About

Hi 👋 I am Wanchao, welcome to my blog. I’m a Software Engineer working on building large scale distributed training infrastructure to power Large Language Models (LLMs). I worked at PyTorch Core @ Meta and maintains the torch.distributed module. I completed my master degree at Carnegie Mellon University and bachelor degree at Shanghai Jiaotong Univeristy.

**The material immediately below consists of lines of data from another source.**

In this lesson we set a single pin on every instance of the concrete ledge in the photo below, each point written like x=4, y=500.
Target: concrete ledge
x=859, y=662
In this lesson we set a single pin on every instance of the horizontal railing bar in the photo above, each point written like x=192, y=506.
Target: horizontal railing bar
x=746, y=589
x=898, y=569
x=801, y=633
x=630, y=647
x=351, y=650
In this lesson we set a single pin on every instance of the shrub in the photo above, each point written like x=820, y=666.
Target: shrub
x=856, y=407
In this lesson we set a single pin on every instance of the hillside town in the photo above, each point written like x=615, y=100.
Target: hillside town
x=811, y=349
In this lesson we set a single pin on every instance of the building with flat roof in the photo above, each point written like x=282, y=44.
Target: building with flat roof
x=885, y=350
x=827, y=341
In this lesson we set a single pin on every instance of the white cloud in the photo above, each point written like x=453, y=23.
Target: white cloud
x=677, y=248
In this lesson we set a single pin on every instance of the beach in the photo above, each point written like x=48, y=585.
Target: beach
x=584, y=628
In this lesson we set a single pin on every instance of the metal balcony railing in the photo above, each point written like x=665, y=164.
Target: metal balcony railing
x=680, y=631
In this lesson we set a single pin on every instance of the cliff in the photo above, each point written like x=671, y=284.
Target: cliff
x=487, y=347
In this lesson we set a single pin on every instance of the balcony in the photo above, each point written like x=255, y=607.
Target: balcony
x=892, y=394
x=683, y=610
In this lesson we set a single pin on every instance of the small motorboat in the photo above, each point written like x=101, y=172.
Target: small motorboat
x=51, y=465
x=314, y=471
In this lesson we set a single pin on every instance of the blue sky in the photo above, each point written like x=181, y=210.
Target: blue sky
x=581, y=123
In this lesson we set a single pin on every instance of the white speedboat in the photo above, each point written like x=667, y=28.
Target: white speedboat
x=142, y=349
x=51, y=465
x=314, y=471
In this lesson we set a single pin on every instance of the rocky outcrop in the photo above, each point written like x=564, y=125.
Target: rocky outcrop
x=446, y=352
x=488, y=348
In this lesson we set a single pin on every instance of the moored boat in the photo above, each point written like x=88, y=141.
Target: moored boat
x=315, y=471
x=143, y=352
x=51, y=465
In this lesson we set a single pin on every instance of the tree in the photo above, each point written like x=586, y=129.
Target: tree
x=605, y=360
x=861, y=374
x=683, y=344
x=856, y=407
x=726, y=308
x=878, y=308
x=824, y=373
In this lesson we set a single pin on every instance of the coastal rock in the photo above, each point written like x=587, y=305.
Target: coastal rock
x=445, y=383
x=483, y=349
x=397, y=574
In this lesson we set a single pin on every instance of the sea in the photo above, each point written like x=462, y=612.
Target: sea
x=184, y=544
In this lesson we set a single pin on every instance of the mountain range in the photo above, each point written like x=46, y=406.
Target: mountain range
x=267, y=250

My research interests include large scale training systems, optimization on training/inference efficiencies for LLM and AI models. You might know me for a couple of my recent works in the large scale training field:

I authored torch.distributed.tensor (DTensor), which provides a fundamental tensor sharding primitive to the PyTorch distributed training framework. PyTorch DTensor is powering a wide range of PyTorch native parallelism solutions, including FSDP2, TP, CP, etc.
I am the main author of TorchTitan, a PyTorch native large scale training library for the generative AI models. TorchTitan incorporates PyTorch native multi-dimensional parallelisms (FSDP2, TP, CP, PP), compiler accelarations (torch.compile), mixed precision training, (i.e. Float8), fault tolerance training, etc.

The world is quite complex and constantly evolving in every way it can be (hopefully in a fasinating direction!). So I use this blog to document some of my thoughts, techniques and new learnings that I feel valuable to share. My hope is that those reflections would be helpful to someone in a good way.